Hunt Hill Farm is the combination of two historic New Milford farms, Hine and Buckingham. They encompass a significant collection of well-preserved farm architecture historically associated with the nineteenth-century development of the dairy industry in the western hills of Connecticut and are listed on the National Register of Historic Places. As each generation has succeeded to take stewardship of the land, we see why family farms survived in Connecticut for more than 200 years. Since 1968, Hunt Hill Farm has come under the stewardship of the Hendersons. Skitch, founder of the New York Pops orchestra and beloved radio & television personality, and Ruth, a writer, chef and entrepreneur, have collaborated to protect Hunt Hill Farm and all the collections therein - their most lasting achievement.

ňúPreservation” is the guiding principle behind the activities here on the farm.
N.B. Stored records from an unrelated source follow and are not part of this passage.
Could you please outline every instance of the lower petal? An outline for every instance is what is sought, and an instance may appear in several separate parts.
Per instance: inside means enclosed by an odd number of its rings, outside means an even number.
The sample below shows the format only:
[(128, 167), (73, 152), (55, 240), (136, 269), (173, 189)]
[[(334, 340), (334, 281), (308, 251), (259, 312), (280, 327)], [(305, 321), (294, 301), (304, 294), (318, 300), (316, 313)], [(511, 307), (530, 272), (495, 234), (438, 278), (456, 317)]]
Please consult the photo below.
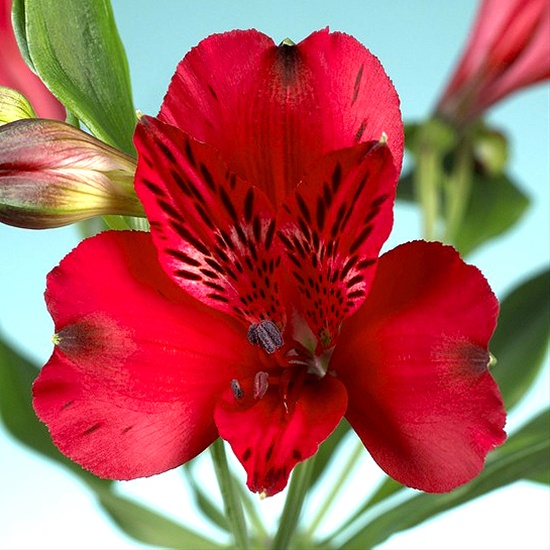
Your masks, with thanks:
[(148, 233), (84, 241), (50, 273), (46, 300), (57, 345), (34, 407), (69, 458), (132, 479), (174, 468), (218, 436), (215, 402), (253, 361), (251, 346), (164, 274)]
[(348, 391), (347, 419), (397, 481), (450, 491), (504, 441), (487, 370), (497, 313), (486, 280), (451, 247), (413, 242), (380, 258), (331, 367)]
[(248, 386), (245, 381), (239, 396), (226, 391), (216, 407), (216, 425), (245, 468), (249, 489), (272, 496), (336, 428), (346, 410), (346, 390), (332, 376), (306, 382), (289, 409), (277, 386), (257, 400)]

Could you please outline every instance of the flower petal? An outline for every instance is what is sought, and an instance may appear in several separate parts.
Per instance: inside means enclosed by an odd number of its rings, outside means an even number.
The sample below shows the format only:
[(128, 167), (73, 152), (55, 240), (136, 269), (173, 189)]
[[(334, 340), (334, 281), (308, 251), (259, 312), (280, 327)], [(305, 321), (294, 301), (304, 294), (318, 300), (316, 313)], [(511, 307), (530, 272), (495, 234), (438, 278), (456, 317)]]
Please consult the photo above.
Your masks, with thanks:
[(246, 335), (182, 292), (148, 233), (81, 243), (48, 277), (57, 345), (34, 407), (59, 449), (101, 477), (190, 460), (217, 436), (215, 402), (254, 365)]
[(302, 314), (323, 347), (368, 294), (393, 223), (397, 172), (383, 143), (321, 158), (277, 219)]
[(29, 100), (17, 90), (0, 86), (0, 125), (36, 118)]
[(292, 468), (312, 456), (336, 428), (346, 410), (346, 390), (332, 376), (306, 381), (287, 410), (277, 386), (256, 400), (251, 380), (242, 384), (242, 397), (224, 394), (216, 425), (245, 468), (249, 489), (272, 496), (285, 488)]
[(497, 313), (486, 280), (451, 247), (413, 242), (380, 258), (331, 368), (348, 391), (347, 419), (397, 481), (450, 491), (504, 441), (502, 399), (487, 370)]
[(101, 214), (143, 216), (134, 159), (55, 120), (0, 127), (0, 221), (60, 227)]
[(282, 251), (262, 191), (231, 174), (214, 149), (158, 119), (142, 117), (135, 140), (136, 190), (167, 273), (211, 307), (282, 329)]
[(318, 157), (383, 132), (401, 168), (391, 81), (359, 42), (328, 30), (280, 46), (254, 30), (210, 36), (179, 64), (159, 118), (215, 147), (275, 206)]

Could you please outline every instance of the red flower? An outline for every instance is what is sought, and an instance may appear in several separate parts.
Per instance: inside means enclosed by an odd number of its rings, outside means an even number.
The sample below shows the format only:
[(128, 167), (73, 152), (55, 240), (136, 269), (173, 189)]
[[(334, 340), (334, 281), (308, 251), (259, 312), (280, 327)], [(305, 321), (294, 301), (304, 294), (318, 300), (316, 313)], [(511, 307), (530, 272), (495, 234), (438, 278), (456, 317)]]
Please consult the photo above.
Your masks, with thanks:
[(11, 24), (11, 0), (0, 0), (0, 86), (21, 92), (39, 117), (65, 120), (65, 109), (27, 67), (21, 57)]
[(480, 471), (504, 439), (498, 304), (450, 247), (378, 259), (403, 134), (376, 58), (327, 31), (211, 36), (135, 143), (152, 234), (86, 240), (48, 279), (34, 405), (65, 454), (130, 479), (221, 436), (272, 495), (345, 415), (407, 485)]
[(437, 112), (465, 124), (503, 97), (550, 77), (548, 0), (484, 0)]

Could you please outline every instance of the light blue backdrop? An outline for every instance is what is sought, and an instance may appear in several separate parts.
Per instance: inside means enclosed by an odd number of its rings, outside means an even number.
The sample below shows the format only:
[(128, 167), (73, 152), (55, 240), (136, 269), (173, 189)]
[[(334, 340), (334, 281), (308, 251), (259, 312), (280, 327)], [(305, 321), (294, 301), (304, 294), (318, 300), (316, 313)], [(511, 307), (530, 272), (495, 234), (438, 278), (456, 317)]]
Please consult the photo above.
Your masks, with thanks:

Take a moment and read our ‘featured article’ and you, too, will understand why individuals and organizations around the country have recognized Hunt Hill Farm as an ‘American Treasure.’ 

Featured Story

How We Got Here, an excerpt from the introduction to Ruth & Skitch Henderson's Seasons in the Country, 1990.

We did not go looking for Hunt Hill Farm - it looked for us.  In 1967 we were both immersed in a busy urban life.  Skitch, as Musical Director of NBC, appeared nightly on the Tonight Show, which was live in New York in those days.  Ruth was chairwoman of Friends of City Center and an active fund-raiser and drum-beater for the arts.  We had just opened a restaurant, Daly’s Dandelion, which was a transformation of a neighborhood tavern that had been run by the Daly family for three generations.  Mayor John Lindsay tended bar on opening night.  It was the talk of the restaurant scene because of its pub-like atmosphere, its homey food served in generous portions, and its sidewalk cafe Daly’s was fast becoming the early and late stop for notables as well as for our blue-collar neighbors.

Our lives were rooted in the city.  Our older child, Hans, attended the Browning School and Heidi, our daughter, was at Miss Hewitt’s.  On winter weekends we skied in Vermont.  Summers were spent in Long Pond, Massachusetts.

But, unbeknownst to us, things were about to change.  Early in 1968, our partner in Daly’s, George Cothran, was looking for “an acre”¬Ě of land and a barn where he could exercise his green thumb.  We came along for the ride one day and saw a vacant pre-Civil War dairy farm.  The strong European character of the barnyard immediately drew us in.  Although two silos were still sturdy, this farm looked almost ramshackle, so we left.  But we couldn’t forget that barnyard.  Two days later, we bought it with George to fix it up and rent it out.  As an investment.

After that, on Fridays we took off for New Milford, Connecticut, with paintbrushes and scrapers in hand, and began fixing up the old main house.  We found helpful, good neighbors: a carpenter, an electrician, and a plumber.  In a short time, the place became livable and we found our very first summer tenant, Ali MacGraw.

Meanwhile, George dug, planted, and transplanted, bringing in trees from all over the state (most of them only four to five inches tall).  He discovered endless amounts of hosta, which he separated and used to fill space after space here and there.  He planted beans, peas, tomatoes, corn, cabbage, kohlrabi, greens, and okra.  And for Daly’s Dandelion, he planted hundreds of yellow flowers.  By the time our summer tenant showed up, none of us wanted to leave.  But a deal’s a deal: we left the gardens, the house, the barnyard, and the trees and counted the days until we would be back.

Throughout the summer we came back often and stayed in the tenant farmer’s house, now Hunt Hill Cottage.  We harvested the beans and vegetables and brought back flowers to Daly’s.  By then, Ruth had endless ideas about what to do with the houses and barns - too many ideas for George, so he sold us his share.

In the fall, we both loved strolling down the road to the neighbor’s huge red barn, where more than forty cows resided.  We loved the sounds, the smells, the fresh milk, the newborn calves and barn cats.  Those neighbors, the Bostwick family, would eventually give up farming and sell us part of their farm and the huge red barn we loved so much.  We call it the 1836 Barn and it’s now where we live.  By 1971, the old heifer barn had become Skitch’s studio.  By 1972, we had renovated the main section of the barn and, with an old friend, Louise King, we opened a cookware store in it and called it The Silo.  The stables of the barn then became the cooking school and the hayloft an art gallery.

Meanwhile, we were also busy restaurateurs elsewhere.  During these same three years, we restored an old rum warehouse in St. Thomas, which became The Wooden Horse.  We also bought The Bird & Bottle restaurant, an eighteenth century carriage stop in Garrison, New York, and were deep into plans to open another Daly’s - Daly’s Daffodil.
We made the rounds of all our concerns during the week and couldn’t wait to land back at the farm on weekends.  Gradually, we became more and more involved in the town of New Milford and soon grew into being at the farm more often that not.  So, in 1972, we gave up our city address and made Hunt Hill Farm, New Milford, Connecticut, our home.